Adding to the challenges of implementing the expanded military end use/end user rule in Part 744.21 of the Export Administration Regulations (“EAR”), restrictions on transactions involving military-intelligence end uses and military-intelligence end users are set to go into effect on March 16, 2021. The US Commerce Department, Bureau of Industry and Security (“BIS”) is accepting comments until March 1, 2021, on the Interim Final Rule it published January 15, 2021 (“MIEU Rule”) introducing these changes. Although further modifications may follow, the current published Interim Final Rule will become effective March 16. Organizations should ensure that their processes have been updated to reflect these new restrictions.
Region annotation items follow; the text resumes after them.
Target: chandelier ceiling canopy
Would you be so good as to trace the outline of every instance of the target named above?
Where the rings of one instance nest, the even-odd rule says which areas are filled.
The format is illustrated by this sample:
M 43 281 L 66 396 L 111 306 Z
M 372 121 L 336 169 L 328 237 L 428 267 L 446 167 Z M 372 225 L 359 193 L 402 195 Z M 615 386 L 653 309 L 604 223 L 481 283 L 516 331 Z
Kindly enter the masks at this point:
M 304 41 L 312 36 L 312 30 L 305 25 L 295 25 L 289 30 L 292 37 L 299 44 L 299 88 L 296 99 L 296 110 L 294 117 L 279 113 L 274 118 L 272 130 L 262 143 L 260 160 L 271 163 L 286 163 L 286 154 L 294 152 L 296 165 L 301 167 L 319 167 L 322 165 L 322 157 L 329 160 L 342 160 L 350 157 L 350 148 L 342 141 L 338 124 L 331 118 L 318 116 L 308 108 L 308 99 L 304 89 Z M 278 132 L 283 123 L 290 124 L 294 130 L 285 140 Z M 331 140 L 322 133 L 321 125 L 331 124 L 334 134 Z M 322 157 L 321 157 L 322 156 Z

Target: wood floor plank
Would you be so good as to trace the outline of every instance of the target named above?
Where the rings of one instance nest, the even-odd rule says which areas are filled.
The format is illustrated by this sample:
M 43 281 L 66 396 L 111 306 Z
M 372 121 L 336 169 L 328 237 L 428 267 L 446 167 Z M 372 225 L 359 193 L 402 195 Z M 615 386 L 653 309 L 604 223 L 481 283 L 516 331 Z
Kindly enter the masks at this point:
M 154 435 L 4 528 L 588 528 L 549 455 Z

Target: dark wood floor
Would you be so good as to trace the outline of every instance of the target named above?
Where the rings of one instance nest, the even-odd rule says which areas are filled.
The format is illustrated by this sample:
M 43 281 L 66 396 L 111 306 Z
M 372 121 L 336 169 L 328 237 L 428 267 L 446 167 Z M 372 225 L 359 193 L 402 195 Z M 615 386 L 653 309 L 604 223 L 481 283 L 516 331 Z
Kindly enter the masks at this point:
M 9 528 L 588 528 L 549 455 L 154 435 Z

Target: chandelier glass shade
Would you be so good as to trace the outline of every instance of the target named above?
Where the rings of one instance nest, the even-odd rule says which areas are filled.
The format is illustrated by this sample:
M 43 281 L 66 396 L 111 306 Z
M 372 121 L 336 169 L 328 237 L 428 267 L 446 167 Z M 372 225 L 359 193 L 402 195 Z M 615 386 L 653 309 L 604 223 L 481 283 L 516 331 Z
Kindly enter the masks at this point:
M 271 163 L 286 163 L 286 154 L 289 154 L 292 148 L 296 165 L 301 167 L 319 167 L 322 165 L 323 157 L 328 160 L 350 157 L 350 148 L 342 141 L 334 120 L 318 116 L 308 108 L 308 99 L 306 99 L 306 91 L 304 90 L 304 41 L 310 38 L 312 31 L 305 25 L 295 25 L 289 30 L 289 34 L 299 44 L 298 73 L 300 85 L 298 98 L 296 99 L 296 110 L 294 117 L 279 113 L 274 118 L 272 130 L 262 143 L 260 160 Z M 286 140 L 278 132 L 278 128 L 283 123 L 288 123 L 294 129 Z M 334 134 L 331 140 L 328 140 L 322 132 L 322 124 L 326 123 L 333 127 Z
The military-intelligence end users and military-intelligence end uses covered by the MIEU Rule are a subset of the former definitions of military end use and military end user in Part 744.21 of the EAR. Military-intelligence end uses include the design, development, production, use, operation, installation (including on-site installation), maintenance (checking), repair, overhaul, or refurbishing of, or incorporation into, items on the U.S. Munitions List, or classified under ECCNs ending in A018 or under 600 series ECCNs, which are intended to support the actions or functions of a military-intelligence end user.
Military-intelligence end users include intelligence or reconnaissance organizations of any armed service or national guard. 744.22(f)(2) includes examples of military-intelligence end users in each of the jurisdictions covered by the rule.
There are two key aspects of these new regulations: restrictions on items subject to the EAR and restrictions on activities by US persons. First, the MIEU Rule creates a new Part 744.22, pursuant to which a license is required for the export, re-export, or in-country transfer of any item subject to the EAR when there is knowledge that the item is intended entirely or in part for a military-intelligence end use or a military-intelligence end user in China, Cuba, Iran, North Korea, Russia, Syria, or Venezuela. Unlike the restrictions in the military end-use and military-end-user rule in Part 744.21 of the EAR which apply only to those items set out in Supplement No. 2 to Part 744, the restrictions in 744.22 apply to all items subject to the EAR, including items designated as EAR99.
Second, the MIEU Rule also imposes a license requirement for activities by US persons, when such activities support a military-intelligence end user or military-intelligence end use in China, Cuba, Iran, North Korea, Russia, Syria, or Venezuela. All such activities are covered by the rule, regardless of whether they involve items subject to the EAR. Support is broadly defined to include the following:
- Shipping, transmitting, or transferring (in-country) items that are not subject to the EAR, but that the person knows or should know will be used for a military-intelligence end use or by a military-intelligence end user;
- Facilitating any shipment, transmission, or in-country transfer described above; or
- Performing any contract, service, or employment—including, but not limited to ordering, buying, removing, concealing, storing, using, selling, loaning, disposing, servicing, financing, or transporting, freight forwarding, or conducting negotiations—with knowledge that the performance may assist or benefit a military-intelligence end use or a military-intelligence end user.
While the geographic scope of the restrictions under the MIEU Rule is broader than the military end use/end user restrictions in Part 744.21 of the EAR, the key impact will be with respect to transactions involving China, Russia and Venezuela since the other destinations (Cuba, Iran, North Korea and Syria) are already covered by broad embargoes and economic sanctions that restrict activities of US persons and transactions involving items subject to the EAR. One outlier involves items designated EAR99 that might previously have been supplied to Iran out of inventory in a third country by non-US persons. If the end user or end use for such a transaction is within the MIEU Rule, a license would now be required (and likely denied).
Organizations that engage in transactions involving any of the countries covered by this rule, and particularly China, Russia, and Venezuela, should ensure that they have updated their compliance programs to address these additional considerations, including identifying military-intelligence end uses and military-intelligence end users so that licenses may be sought as required under the rule.